Case Study: Halley VI Accommodation Pods

  • Halley VI
  • Halley Internal Accommodation
  • Halley Accommodation
  • Halley VI
  • Halley Internal

Specification Summary

Steel framed accommodation modules bespoke designed and manufactured to meet the highest quality and specifications.

  • Client:

    The British Antarctic Survey

  • Sector:

    Hotels & Leisure

  • Location:

    Antartica

Servaccomm create iconic living accommodation for Halley VI Antarctica Base

Overview

Servaccomm were commissioned to supply the British Antarctic Survey (BAS) with accommodation units for their Halley VI research station on the Brunt Ice Shelf in Antarctica.

About the client

The floating ice shelf, where the current Halley station is located, moves towards the coast by around half a kilometre every year.  Scientists predict that there will be a major calving event in the next few years and there is a growing risk that the current station will be lost.

The brief

Servaccomm were invited to tender for the accommodation modules for the new Halley VI station through Morrison Construction.

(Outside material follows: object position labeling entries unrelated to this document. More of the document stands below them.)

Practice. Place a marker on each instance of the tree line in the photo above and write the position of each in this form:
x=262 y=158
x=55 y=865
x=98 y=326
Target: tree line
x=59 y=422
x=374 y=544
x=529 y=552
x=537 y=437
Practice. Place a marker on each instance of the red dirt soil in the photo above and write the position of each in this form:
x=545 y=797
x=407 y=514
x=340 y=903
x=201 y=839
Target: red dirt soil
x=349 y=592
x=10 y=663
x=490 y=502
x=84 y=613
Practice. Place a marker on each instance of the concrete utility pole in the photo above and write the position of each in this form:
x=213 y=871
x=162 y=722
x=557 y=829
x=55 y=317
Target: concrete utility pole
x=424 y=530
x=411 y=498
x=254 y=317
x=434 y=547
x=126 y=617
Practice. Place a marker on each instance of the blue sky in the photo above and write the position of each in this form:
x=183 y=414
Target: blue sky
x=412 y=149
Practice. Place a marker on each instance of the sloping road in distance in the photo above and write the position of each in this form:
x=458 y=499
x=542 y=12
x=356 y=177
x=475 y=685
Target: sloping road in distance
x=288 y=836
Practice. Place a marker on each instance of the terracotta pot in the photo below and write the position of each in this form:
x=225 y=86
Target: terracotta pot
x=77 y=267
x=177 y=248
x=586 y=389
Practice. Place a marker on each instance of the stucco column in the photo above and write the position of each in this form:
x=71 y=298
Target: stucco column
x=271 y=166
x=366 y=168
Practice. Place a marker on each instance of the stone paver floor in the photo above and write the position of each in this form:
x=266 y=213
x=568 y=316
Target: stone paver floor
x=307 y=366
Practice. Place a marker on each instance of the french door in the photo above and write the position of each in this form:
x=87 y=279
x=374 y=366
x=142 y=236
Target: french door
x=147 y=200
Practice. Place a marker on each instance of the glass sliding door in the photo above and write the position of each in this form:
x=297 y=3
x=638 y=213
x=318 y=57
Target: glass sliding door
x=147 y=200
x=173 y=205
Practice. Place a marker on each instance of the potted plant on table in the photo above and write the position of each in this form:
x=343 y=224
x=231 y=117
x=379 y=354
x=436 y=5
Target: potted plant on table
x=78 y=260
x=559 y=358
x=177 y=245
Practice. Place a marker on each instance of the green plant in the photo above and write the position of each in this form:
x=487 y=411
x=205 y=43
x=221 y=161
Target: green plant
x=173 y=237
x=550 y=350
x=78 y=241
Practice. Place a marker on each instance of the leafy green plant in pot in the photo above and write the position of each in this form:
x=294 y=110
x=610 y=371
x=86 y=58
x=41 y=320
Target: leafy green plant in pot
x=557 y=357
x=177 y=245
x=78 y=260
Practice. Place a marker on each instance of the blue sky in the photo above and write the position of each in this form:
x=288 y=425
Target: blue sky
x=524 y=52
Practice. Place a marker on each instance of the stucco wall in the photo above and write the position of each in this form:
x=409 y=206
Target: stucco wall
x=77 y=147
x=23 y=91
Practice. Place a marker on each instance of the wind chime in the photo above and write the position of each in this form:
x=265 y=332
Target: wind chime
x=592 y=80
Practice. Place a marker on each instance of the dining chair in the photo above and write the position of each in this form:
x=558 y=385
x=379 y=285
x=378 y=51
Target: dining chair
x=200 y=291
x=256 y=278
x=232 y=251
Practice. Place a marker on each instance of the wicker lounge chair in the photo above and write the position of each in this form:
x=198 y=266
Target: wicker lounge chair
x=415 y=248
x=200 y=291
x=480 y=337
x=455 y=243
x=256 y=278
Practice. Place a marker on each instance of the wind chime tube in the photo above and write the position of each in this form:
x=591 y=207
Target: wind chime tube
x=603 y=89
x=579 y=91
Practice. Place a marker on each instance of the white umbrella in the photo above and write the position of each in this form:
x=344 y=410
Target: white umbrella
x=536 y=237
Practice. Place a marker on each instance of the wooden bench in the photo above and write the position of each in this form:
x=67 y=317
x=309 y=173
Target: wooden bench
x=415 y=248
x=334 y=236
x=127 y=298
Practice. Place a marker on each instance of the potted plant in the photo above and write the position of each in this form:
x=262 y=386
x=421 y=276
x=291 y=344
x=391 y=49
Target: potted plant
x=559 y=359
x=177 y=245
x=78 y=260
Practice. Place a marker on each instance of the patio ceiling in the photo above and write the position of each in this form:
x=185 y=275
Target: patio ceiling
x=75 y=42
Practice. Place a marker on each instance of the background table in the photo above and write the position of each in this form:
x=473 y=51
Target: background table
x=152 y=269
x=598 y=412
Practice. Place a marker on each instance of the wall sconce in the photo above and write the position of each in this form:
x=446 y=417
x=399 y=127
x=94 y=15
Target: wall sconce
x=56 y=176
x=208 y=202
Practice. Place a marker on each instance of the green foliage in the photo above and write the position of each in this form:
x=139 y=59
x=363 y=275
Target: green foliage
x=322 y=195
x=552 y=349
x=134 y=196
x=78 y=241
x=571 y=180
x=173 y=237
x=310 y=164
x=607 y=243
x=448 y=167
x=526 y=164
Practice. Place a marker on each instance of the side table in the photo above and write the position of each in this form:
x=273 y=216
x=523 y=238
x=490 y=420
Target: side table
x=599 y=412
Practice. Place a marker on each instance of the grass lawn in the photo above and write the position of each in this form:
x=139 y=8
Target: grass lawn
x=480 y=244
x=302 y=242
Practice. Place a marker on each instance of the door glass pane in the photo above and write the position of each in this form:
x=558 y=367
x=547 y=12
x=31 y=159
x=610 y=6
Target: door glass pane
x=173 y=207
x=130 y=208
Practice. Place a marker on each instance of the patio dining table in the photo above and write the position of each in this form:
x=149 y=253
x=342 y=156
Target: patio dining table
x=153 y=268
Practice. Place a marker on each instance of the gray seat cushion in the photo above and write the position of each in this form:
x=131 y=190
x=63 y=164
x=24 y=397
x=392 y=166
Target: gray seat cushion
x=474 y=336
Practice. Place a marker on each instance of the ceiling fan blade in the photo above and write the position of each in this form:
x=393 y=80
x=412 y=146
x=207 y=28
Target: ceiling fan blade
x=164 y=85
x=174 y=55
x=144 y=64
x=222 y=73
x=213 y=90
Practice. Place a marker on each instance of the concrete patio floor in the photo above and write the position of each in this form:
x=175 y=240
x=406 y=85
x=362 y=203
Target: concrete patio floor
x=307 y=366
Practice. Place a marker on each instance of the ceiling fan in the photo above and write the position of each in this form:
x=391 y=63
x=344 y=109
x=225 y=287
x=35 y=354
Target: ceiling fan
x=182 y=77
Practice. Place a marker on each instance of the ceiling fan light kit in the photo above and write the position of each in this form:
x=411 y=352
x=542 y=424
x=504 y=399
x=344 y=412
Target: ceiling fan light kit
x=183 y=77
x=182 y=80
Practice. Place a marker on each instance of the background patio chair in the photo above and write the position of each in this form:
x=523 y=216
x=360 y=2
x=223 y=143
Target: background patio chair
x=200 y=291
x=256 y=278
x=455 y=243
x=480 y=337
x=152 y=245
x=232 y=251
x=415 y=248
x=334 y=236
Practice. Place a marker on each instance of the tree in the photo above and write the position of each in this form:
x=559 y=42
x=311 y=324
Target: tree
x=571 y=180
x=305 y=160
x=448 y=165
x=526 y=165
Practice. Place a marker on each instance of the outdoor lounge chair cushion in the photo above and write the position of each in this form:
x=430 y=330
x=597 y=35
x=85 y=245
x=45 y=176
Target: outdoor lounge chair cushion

The architect supplied the designs for Halley VI and we produced accommodation pods that included neat, compact bedrooms, bathrooms, a kitchenette, laundry, boot room, store and a communications room.  The contract consisted of the manufacture of 26 pods in total, which were installed in eight modules providing fully serviced accommodation for 32 people.

How we made it happen

Once the design prototypes were approved, we began the production immediately. The pods travelled as finished units and were craned into the external structure. Once in position, they were simply connected to the electrical circuit and the plumbing.  All 26 pods were delivered to Immingham Docks in early September. From there, they went to Capetown in South Africa where all the elements were consolidated into one construction build sequence.

Once the pods landed in Antarctica they were loaded onto large, super strength sledges that manage up to six tonnes in weight.  they were then dragged to the Halley VI site by snow tractors and stored until needed.

How we excelled

A number of world leaders in the manufacture of modular build were asked to tender for the impressive Halley VI contract and the Servaccomm team were successful based on a combination of factors - professionalism, quality of management, commitment to work with clients in the area of value engineering, and mainly due to our reputation for delivering on time and to the required quality standards.  It was clear that we had significant experience in steel framed modular construction and this was important to the design and construction team.

Design & build features

The pods themselves were traditionally manufactured following a specific design style, which suit the environment in which they are housed.

The contract required Servaccomm to manufacture the pods with a structural steel frame, fully fitted with high quality furniture, incorporating sophisticated electrical and plumbing installations.  High specification materials, fixtures and fittings were used and supplied throughout the pods to ensure they were robust to withstand the constant use and the harsh environment.  The pods were designed for comfort and convenience for the BAS scientists and station team.  

Logistics

Delivery is a logistical challenge and once at their destination, the pods needed protection. Servaccomm developed special covers for protection in transit, and also to stop the fine snow, called spindrift, seeping inside the pods whilst they were stored on location.

Construction of the station is only possible during the Antarctic Summer months, which is December to February.  Morrison Construction estimates it will take three summers to build the final Halley VI.